I’ve made a list of all the things I used to do habitually, and with pleasure, before that afternoon we were all sent home from our non-essential workplaces.
I’m not sure which is the better metaphor: were these the bones that my muscles and ligaments would stack and pull to move the whole of me around in the world; or were they the ligaments and muscles that move my bones, that move me and give me a specific shape.
I’m not sure that it will even matter to know which was the kingpin that fell and allowed everything that was my life to fall as well. Or if it was even related to the lockdown. After all, we are all changing all the time regardless of pandemics or personal tragedies. Or newly-found pleasures.
Like a neglected garden, things both fall away and run rampant without attention. Maybe attention is the wrong word: diligence. Because I suppose it would have been possible for me to have paid attention, to have witnessed the destruction of my day-to-day patterns without having prevented what has happened. If mediation practice hadn’t been the last thing to whither, I might have paid more attention. I might have noticed a shift that warned of the relapse before I got sick.
It is an interesting phrase: to pay attention. And that this phrase existed before we had an attention economy. We pay for services, for goods and we invest with payments. It is worth asking, when we pay attention to our own lives, what we are investing in. This thinking seems to require a kind of split in one’s concept of one’s “self”. The rider and the horse?
I’m not a horseman/-woman by any stretch. But I have ridden enough to have been on the back of a horse while it stepped through loose rocks on a narrow ledge along a canyon wall. The horse knew more than I did about where it was safe to put our weight. But it isn’t easy giving over to the animal. To the wisdom of a corporal body that speaks a language that our conscious brain doesn’t understand. Expect perhaps sometimes in translation – via metaphor – but by then it is too late.
I wonder if better relationships with/among animals mean a less constrained relationship with one’s self? If it fosters respect for non-rational wisdom? I’m also wondering if this is related to the calm so many people who tend gardens regularly feel. Proselytize about?

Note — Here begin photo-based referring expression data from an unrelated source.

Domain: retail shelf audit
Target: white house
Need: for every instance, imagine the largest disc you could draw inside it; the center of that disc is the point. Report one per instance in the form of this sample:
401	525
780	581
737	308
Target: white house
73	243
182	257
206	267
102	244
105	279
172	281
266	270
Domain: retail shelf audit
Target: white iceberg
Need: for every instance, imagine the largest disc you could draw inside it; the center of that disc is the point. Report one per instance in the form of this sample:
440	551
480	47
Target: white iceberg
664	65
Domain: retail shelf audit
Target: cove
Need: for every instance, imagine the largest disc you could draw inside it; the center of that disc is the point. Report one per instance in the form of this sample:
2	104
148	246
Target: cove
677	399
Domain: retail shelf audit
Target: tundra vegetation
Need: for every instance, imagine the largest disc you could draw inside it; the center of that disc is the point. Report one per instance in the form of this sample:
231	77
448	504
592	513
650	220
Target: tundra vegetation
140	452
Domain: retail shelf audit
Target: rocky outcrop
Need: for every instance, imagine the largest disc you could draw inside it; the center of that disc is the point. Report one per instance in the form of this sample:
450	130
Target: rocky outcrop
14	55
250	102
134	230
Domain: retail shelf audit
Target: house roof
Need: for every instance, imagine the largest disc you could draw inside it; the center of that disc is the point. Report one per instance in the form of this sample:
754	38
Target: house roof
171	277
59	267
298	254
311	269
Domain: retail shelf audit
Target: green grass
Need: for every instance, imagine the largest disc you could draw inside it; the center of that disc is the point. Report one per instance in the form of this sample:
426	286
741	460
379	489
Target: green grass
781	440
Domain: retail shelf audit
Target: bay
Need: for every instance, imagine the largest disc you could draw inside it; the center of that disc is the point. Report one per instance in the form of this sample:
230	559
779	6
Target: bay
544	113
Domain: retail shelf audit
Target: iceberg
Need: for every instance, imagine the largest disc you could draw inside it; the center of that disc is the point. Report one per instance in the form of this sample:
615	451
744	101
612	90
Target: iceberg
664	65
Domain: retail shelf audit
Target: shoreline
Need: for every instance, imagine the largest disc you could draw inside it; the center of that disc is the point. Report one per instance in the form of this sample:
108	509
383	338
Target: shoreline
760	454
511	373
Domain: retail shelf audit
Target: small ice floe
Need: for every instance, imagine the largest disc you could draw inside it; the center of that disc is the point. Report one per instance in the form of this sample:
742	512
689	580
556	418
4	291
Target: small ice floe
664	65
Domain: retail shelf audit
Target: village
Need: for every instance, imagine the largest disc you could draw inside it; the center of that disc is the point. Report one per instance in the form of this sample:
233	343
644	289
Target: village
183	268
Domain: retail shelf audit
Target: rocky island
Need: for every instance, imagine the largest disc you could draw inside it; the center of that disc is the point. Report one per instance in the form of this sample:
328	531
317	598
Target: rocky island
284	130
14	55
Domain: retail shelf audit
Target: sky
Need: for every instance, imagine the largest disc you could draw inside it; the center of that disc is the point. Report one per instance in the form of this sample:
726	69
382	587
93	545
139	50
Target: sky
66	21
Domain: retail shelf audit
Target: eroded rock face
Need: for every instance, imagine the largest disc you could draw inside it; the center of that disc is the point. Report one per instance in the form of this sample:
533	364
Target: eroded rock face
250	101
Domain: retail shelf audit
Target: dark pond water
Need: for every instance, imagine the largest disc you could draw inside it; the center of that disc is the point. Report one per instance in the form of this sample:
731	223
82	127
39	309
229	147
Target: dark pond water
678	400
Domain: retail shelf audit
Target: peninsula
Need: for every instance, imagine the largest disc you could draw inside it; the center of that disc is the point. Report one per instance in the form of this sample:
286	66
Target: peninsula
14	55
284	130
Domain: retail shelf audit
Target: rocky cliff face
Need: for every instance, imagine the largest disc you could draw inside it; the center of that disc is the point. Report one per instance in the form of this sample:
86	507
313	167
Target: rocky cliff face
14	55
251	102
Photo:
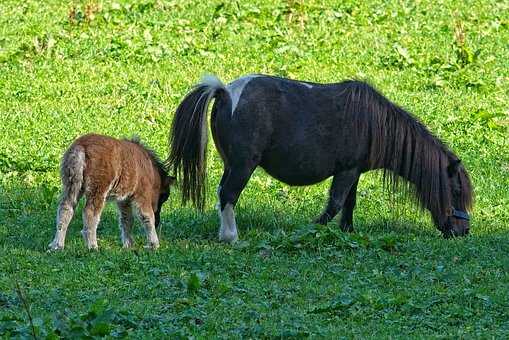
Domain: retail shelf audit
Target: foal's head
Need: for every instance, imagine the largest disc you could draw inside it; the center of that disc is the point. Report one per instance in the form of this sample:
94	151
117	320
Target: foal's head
455	220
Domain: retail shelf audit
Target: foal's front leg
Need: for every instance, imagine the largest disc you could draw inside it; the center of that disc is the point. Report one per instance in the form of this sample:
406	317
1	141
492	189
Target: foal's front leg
126	222
340	188
91	217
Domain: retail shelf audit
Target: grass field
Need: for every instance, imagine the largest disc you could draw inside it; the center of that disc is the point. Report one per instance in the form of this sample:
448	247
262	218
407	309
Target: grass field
121	68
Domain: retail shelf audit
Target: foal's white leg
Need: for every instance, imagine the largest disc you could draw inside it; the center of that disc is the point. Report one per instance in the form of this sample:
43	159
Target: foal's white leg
126	223
228	230
91	217
148	219
64	216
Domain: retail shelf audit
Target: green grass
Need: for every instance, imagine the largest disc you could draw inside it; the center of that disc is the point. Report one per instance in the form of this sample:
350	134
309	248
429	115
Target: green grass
121	69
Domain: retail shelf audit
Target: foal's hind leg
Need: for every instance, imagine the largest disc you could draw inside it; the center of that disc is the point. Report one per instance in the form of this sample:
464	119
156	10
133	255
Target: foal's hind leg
91	217
346	222
126	222
64	215
233	182
340	188
148	219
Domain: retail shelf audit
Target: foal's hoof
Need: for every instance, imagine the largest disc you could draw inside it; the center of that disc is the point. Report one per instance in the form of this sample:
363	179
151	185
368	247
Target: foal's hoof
347	228
152	246
93	247
55	247
228	236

Today is the first day of summer vacation. And the longest day of the year. From here this part of the world leans towards darkness again. And I am thinking I have a serious vitamin D deficiency. And have to become much more conscious – and diligent – about the details of my life.
I was looking at the department of health’s guidelines for hygiene. And even though hygiene is defined as “conditions or practices conducive to maintaining health and preventing disease” the guidelines are exclusively about washing one’s body, hands, teeth, hair, food. As though health would be maintained if someone were in a constant state of quasi-sterility with fresh breath. No mention of social contact (except to wash your hands and not sneeze on others), of nutrition, or stress reduction. Laughter?
I am asking myself a lot these days: Am I healthy?
I think today I am going to make my own list of good hygiene practices, based on my own definition of health.
Laughter is one. Running at the lake is another.
Right now: heading to the physiotherapist to deal with this sticky achilles.